A partir de 1840, Agassiz avec ses compagnons, s'installe chaque année pour plusieurs semaines sur le glacier de l'Aar. Il est rapidement conscient de l'importance du problème de la dynamique glaciaire. Pour l'aborder avec succès, il sait que ses propres lacunes dans le domaine des sciences exactes représentent un sérieux handicap pour y parvenir. Il demande même à Humboldt de lui suggérer quelques lectures pouvant lui être utiles. En attendant, durant ses premières missions surtout, il paraît tenté de s'en remettre à son intuition et de pratiquer une sorte de butinage plutôt que de mettre en place une recherche rationnelle et bien structurée. Il est, de plus, prisonnier des théories auxquelles il s'attache, sans en dominer les fondements. Il espère peut-être que, parmi ses nombreux compagnons d'expédition, l'un ou l'autre pourra combler ses propres déficiences. Mais à ce niveau, la rapidité de son esprit et son autorité constituent de sérieuses entraves pour qu'il accepte de modifier sa vision. Ainsi, en 1838, lorsque A. Guyot rapporte de ses tournées dans le Haut-Valais, des observations précises sur l'avancement des différentes parties des glaciers et la proposition que leur déformation est de type plastique. Ces données ne sont pas retenues car elles ne s'accordent pas avec la représentation qu'il s'est faite et qu'il impose à chacun. Dès son engagement dans la recherche glaciaire, il a accepté, sans la critiquer, l'idée soutenue par Charpentier que le glacier avance par la dilatation des infiltrations d'eau, lorsque celles-ci se transforment en glace. Il envisage même que la progression est maximale dans les zones de bordure, là où les apports d'eaux sont les plus importants. Lorsqu'il constate que la température se maintient à 0° lorsqu'on s'enfonce dans la glace, il n'apprécie pas cette donnée à sa juste valeur. Il pense que celle-ci doit s'abaisser dans les parties les plus profondes du glacier. Au moment de la publication des Recherches, il reprend encore, sans les justifier, ses idées sur l'anéantissement des faunes anciennes et celles du glissement des blocs erratiques sur la grande carapace de glace basculée par les Alpes naissantes. Malgré ces écarts, à sa sortie, l'ouvrage n'a pas son pareil et il est fort bien accueilli. Ainsi qu'Agassiz le souligne, c'est du reste le premier ouvrage qui aborde l'ensemble des questions controversées que posent ces objets.

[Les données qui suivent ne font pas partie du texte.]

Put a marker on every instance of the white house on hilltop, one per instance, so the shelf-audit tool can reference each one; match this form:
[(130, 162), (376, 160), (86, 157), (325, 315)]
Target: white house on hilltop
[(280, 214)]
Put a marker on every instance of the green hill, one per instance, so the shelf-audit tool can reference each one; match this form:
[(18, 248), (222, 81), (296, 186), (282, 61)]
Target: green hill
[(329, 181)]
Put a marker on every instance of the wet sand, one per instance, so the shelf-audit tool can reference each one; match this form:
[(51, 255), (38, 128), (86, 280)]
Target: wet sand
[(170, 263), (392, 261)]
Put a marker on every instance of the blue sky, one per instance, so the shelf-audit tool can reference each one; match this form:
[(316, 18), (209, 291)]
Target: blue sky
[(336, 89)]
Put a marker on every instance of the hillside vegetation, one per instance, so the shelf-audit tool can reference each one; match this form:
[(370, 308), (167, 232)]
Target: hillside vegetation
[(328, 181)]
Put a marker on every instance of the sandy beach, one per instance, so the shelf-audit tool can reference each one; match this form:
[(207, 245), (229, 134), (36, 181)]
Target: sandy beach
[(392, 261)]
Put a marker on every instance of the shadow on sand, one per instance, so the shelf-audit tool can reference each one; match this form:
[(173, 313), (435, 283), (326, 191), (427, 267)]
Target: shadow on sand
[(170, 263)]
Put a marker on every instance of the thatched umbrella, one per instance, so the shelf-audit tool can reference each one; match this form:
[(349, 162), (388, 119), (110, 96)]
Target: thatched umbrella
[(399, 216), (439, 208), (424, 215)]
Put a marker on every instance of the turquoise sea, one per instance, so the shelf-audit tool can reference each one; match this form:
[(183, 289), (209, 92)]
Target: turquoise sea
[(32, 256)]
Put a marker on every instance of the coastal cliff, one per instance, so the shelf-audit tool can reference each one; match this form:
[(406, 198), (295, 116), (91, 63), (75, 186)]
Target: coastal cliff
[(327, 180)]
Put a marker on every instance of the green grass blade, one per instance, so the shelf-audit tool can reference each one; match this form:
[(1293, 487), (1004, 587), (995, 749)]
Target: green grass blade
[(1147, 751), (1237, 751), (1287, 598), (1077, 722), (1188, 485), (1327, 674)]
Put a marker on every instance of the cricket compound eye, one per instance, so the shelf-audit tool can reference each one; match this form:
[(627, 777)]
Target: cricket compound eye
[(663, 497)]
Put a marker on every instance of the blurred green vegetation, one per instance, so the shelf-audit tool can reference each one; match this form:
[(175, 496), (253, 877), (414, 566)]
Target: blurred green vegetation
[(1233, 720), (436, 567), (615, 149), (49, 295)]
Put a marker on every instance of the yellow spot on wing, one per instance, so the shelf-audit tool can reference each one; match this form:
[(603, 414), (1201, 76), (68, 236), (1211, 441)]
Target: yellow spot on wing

En 1841, Agassiz pense être sur le point d'apporter la preuve que le mouvement des glaciers est bien lié à la congélation de l'eau. Durant la période froide de l'hiver, ne recevant aucune alimentation en eau de fusion, ils doivent être stationnaires et aucun ruissellement ne doit en sortir. En mars, malgré un épais manteau de neige fraîche et un important danger d'avalanches, il se rend au Grimsel en compagnie de Desor. Leurs observations confirment leur attente. A l'extrémité de la langue du glacier de l'Aar, dans le vaste champ de neige qu'ils traversent avec peine, ils n'observent ni déformation de la neige, ni écoulement. Au glacier du Rosenlaui, déjà dégagé de ses neiges hivernales, ils constatent, comme de Saussure l'avait déjà remarqué en hiver à Chamonix, qu'une eau claire s'échappe de la langue de glace. Ces faits ne sont cependant pas retenus, car pour les deux naturalistes, ces écoulements proviennent d'apports de sources profondes. Persuadés de disposer d'une excellente théorie, ils se sentent dispensés de dégager la neige à l'extrémité du glacier de l'Aar pour s'assurer qu'aucun écoulement n'y était présent. De même, ils oublient que le champ de neige fraîchement tombée ne représente pas un milieu favorable pour reconnaître la possible avancée du glacier. Pour expliquer les écoulements constatés aux glaciers du Rosenlaui et de Chamonix, ils se rabattent sur une interprétation de fortune qui n'est justifiée par aucune donnée contrôlable. Cette façon d'opérer, où l'idée préconçue l'emporte sur la recherche de faits significatifs, conduit même au renforcement de la théorie qui se transforme en dogme. Celui-ci entraîne alors, dans ce domaine, l'abandon de toute investigation plus poussée. Agassiz reconnaîtra finalement le rôle de la gravité dans le mouvement des glaciers, mais il n'abandonnera jamais l'idée que la dilatation est le moteur essentiel de la dynamique glaciaire. Cette aventure illustre la difficulté rencontrée par maints chercheurs à garder un esprit critique, surtout lorsqu'il faut surmonter la fatigue physique ou des conditions de travail précaires.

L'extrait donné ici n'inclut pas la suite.